Case Report | Volume 10 | Issue 3 | JOCR May – June 2020 | Page 15-18 | Sven E Putnis, Thomas Neri, Myles R J Coolican. DOI: 10.13107/jocr.2020.v10.i03.1728

Authors: Sven E Putnis[1], Thomas Neri[1], Myles R J Coolican[1]

[1]Sydney Orthopaedic Research Institute, Level 1 The Gallery, Chatswood, NSW 2067, Australia.

Address of Correspondence:
Dr. Sven E Putnis, FRCS,
Sydney Orthopaedic Research Institute, Level 1 The Gallery, 445 Victoria Avenue, Chatswood, NSW 2067, Australia.
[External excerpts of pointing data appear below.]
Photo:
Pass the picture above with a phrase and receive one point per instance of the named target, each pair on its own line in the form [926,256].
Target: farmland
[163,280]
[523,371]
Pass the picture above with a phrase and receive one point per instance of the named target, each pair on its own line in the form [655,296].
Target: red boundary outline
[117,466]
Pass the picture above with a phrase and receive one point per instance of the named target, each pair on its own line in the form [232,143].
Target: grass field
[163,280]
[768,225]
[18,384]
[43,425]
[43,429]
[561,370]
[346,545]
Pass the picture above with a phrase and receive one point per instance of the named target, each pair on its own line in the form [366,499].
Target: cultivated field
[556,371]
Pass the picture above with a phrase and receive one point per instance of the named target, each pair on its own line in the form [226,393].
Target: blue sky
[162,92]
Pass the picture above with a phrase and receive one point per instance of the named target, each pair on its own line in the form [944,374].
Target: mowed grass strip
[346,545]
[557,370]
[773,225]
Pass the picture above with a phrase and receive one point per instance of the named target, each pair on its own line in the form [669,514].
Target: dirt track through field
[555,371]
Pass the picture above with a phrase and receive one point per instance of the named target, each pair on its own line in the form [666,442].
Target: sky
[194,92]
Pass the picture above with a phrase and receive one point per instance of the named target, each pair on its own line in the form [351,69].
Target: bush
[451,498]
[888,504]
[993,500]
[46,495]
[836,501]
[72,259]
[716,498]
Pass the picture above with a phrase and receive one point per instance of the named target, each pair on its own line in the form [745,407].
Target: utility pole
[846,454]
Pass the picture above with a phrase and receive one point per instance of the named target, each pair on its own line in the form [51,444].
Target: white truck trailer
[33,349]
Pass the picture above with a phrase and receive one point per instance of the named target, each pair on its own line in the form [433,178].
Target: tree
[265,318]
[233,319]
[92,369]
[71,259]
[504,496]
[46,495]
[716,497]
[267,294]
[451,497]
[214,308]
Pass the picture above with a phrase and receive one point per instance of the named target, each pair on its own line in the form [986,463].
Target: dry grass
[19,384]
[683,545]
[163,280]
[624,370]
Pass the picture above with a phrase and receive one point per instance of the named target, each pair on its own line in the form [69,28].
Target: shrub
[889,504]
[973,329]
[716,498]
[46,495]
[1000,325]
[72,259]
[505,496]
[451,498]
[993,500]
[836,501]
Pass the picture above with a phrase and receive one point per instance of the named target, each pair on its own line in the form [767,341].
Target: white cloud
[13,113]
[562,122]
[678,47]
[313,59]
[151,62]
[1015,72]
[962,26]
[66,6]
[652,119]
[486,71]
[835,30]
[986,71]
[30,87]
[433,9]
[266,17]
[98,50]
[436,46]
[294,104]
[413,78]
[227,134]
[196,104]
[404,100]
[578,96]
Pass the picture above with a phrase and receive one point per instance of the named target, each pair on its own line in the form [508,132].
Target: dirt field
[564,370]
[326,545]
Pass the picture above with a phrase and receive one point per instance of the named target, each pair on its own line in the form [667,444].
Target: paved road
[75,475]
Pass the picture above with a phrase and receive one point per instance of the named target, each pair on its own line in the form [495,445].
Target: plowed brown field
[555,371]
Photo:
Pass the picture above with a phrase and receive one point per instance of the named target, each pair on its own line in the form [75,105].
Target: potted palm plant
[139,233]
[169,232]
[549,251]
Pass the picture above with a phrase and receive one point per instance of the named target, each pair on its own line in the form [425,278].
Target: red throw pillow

Introduction: With the diversity of prosthetic components patients with a transtibial amputation can now expect to return to high function. Subsequently, the ipsilateral knee is at risk of developing osteoarthritis with a need for a provision of total knee arthroplasty (TKA).
Case Report: We describe a novel technique for TKA in a transtibial amputee utilizing navigation with a tibial jig. Post-operative radiographs revealed varus tibial alignment with neutral limb alignment. Resolution of stump swelling allowing accurate prosthesis fitting was seen at 8 weeks. A new prosthesis optimized functional alignment and a return to moderate labor was achieved at 10 weeks. At 1-year postoperatively, patient satisfaction was excellent.
Conclusion: Navigation alongside stump alignment is a useful technique. We found that after socket fitting, radiographic tibial varus alignment can correspond with a stump position that allows balanced loading of the knee and excellent function.
Keywords: Amputee, transtibial, total knee replacement, total knee arthroplasty.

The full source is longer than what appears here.